Workspace Layout Visual
Windows Keyboard Shortcuts
Mac Keyboard Shortcuts
Session Users Glossary of Terms
Catalog Users Glossary of Terms

Ratings and Reviews


This is a good overview of Capture One 10. The course is well structured and presented logically and progressively with clear and concise examples. The software is intricate and the amount of details presented will benefit from a second or third viewing, along with sufficient practice. David is an excellent teacher, slow enough to follow, fast enough to keep the listener's interest. I would agree with a previous reviewer that the shooting session was uninspired but the tethered demo was thoroughly useful nevertheless for someone to become an assistant, for instance. If you have ever used LR in this role, you will appreciate the power and stability of C1 for tethering. With regards to the comment about this class being non-creative; before you can run you have to walk and this course is all about understanding how to operate the software not about what you eventually want to do with it. Capture One is well designed, speedy and its homogeneous interface makes it easy to get to a result once you have a good knowledge of its layout and principles, compared for example with LR which is all over the place with modes, inconsistent and slow operations. Likewise, the C1 color editor is miles ahead of LR color functions, in simplicity and overall efficiency. This class is about mechanics for a reason; creativity is a parallel stream. It would have been beneficial to have a module highlighting major differences with LR for people migrating to Capture One as the word on the street is that C1 is hard. I would suggest to listen in to convince yourself of the contrary. All in all, I recommend this class; it is time well invested if you want to become more comfortable with Capture One and discover its potential.

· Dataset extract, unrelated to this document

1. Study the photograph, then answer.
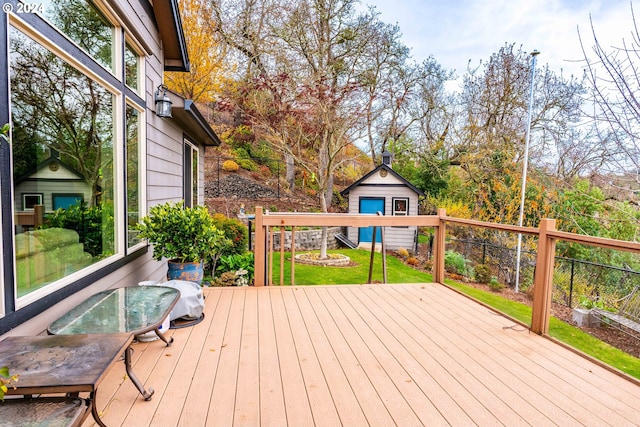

The course is excellent and David does a nice job. However, I'm an advanced armature, not a professional. I had my own personal color darkroom, then Photoshop/Bridge, and NIK which I still use occasionally. My intention is to rely on Capture One which I purchased about 90 days ago. I would have appreciated a SIMPLE, here is how you load (Import) an image, "save" or "save as" and how to simply export an image (Variant). Yes those items are covered but, David has a tendency to casually and very quickly jump from Tool Tabs or Cursor Tools or the Tool Bar and then magically it's done and he has moved on. How did he do it. Based on David's training, I love the results I get with Capture One Pro. Yes, I know this is not Photoshop - it's much better. I never used Lightroom. I added variant to my vocabulary and I understand all the tools. I still struggle with the simple import, save, save as, and export of a image I worked on and cropped, then trying to consistently open that image as I see it in Capture One Pro. Sometimes it works, sometimes it doesn't and I don't know why. I will continue to re-review the course materials and I will figure it out. I know there is something simple I missed as David navigated the various tools and pull downs. I recommend this class but it does little for the armature. Capture One Pro is second nature to him and he knows all the ins and outs. I would help me a lot if he just add a 5 minute intro, importing an image from a folder, just crop it, then export the variant and open it in Photoshop.

Maria Baptiste

I recently purchased Capture One because I needed a RAW converter that was more dependable and also more reliable when it came to shooting tethered. I also noticed that many of the photogs I follow really enjoy using Capture One and rave about its efficiency. After looking at a few YouTube videos I decided that I needed something more thorough and of course CreativeLive delivered. This is an excellent course and David Grover is a superb instructor. His in depth and thorough knowledge of the software is obvious but his manner of speaking and the simplicity with which he provides directions makes it easy to learn Capture One and lets you appreciate a sophisticated and expertly engineered software. If you're working with Capture One 11, layers is a little different than in version 10 but otherwise everything David discusses is the same. I thoroughly enjoyed the course and will continue to refer back to sections as needed. Thank you Creative Live and David Grover!!